Como decía William Styron en su breve obra sobre la depresión, Esa visible oscuridad, 
Para la mayoría de quienes la han experimentado, el horror de la depresión es tan aplastante que se sitúa más allá de lo expresable, de ahí la sensación de insuficiencia y frustración hasta en la obra de los más grandes artistas. Pero en la ciencia y en el arte, sin duda continuará la búsqueda de una clara representación de su significado, la cual, a veces, para quienes lo conocen, es un simulacro de todo el mal de nuestro mundo: de la discordia y el caos cotidianos, de nuestra irracionalidad, la guerra y el delito, la tortura y la violencia, nuestra pulsión de muerte y nuestra huida de ella en el intolerable equilibrio de la historia.




Y si bien sabemos que en Vertigo la representación de lo peor de la pesadilla de Scottie sucede fuera de foco, su mera intuición nos hace ver lo fácil que es caer en la desesperanza y que la vida se vea arrasada por la angustia de un futuro sin futuro, sin siquiera tener el paliativo del que nos hablaba Alejandro Gándara:
La vida es así. De vez en cuando te lo arrebatan todo. Pero al menos no te lo arrebates a ti mismo, ese mínimo consuelo que es también el primer acto de rebeldía.
Porque, en el caso de Scottie, como en el de muchos otros, no hay quien culpar: somos nosotros mismos los causantes de nuestra desdicha. Y sabiendo que te lo has arrebatado todo a ti mismo, piensas: tal vez, como lógico castigo, no haya salida y este pozo no tenga fin. Lo contrario se parecería demasiado al happy end que con tanta lucidez criticó Douglas Sirk: 
Pues bien, cuando una película está a punto de acabar, Dios —un dios— se une a la acción y transforma la situación para ir a mejor, a fin de que el público pueda abandonar la sala y gozar de una noche de plácidos sueños... Tiempo atrás comparé el happy end con la señal luminosa roja —EXIT— que hay en los cines: la salida de urgencia.
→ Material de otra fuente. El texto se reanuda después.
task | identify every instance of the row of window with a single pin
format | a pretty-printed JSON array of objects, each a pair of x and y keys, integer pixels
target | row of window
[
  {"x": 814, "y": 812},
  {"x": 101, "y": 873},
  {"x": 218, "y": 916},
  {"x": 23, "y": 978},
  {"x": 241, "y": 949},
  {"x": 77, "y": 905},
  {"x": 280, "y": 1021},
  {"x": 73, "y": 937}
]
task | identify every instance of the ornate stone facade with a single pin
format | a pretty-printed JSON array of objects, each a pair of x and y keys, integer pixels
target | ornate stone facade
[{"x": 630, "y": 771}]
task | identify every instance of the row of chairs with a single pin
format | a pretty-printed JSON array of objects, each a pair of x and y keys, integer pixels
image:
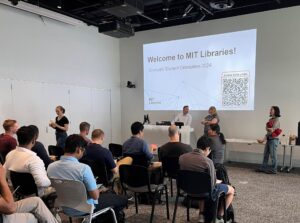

En caso de declararse fuego, o si en caso de guerra se produjese un bombardeo, hay una salida, puedes escabullirte hacia el exterior, reencontrar la luz del día, TE PUEDES SALVAR... Es un punto de vista irónico.
Pero, sin aproximarnos a los excesos hollywoodiense, hay algo que William Styron concluía de su depresión y que tal vez no haya que perder de vista, por mucho que nos hayamos hundido en el fondo de la desesperanza y que creamos que la oscuridad no tendrá fin:
No hace falta hacer sonar la nota falsa o edificante para subrayar la verdad de que la depresión no es la aniquilación del alma; hombres y mujeres que se han recuperado de la enfermedad –y son incontables- dan testimonio de la que probablemente sea su única gracia salvadora: se puede vencer.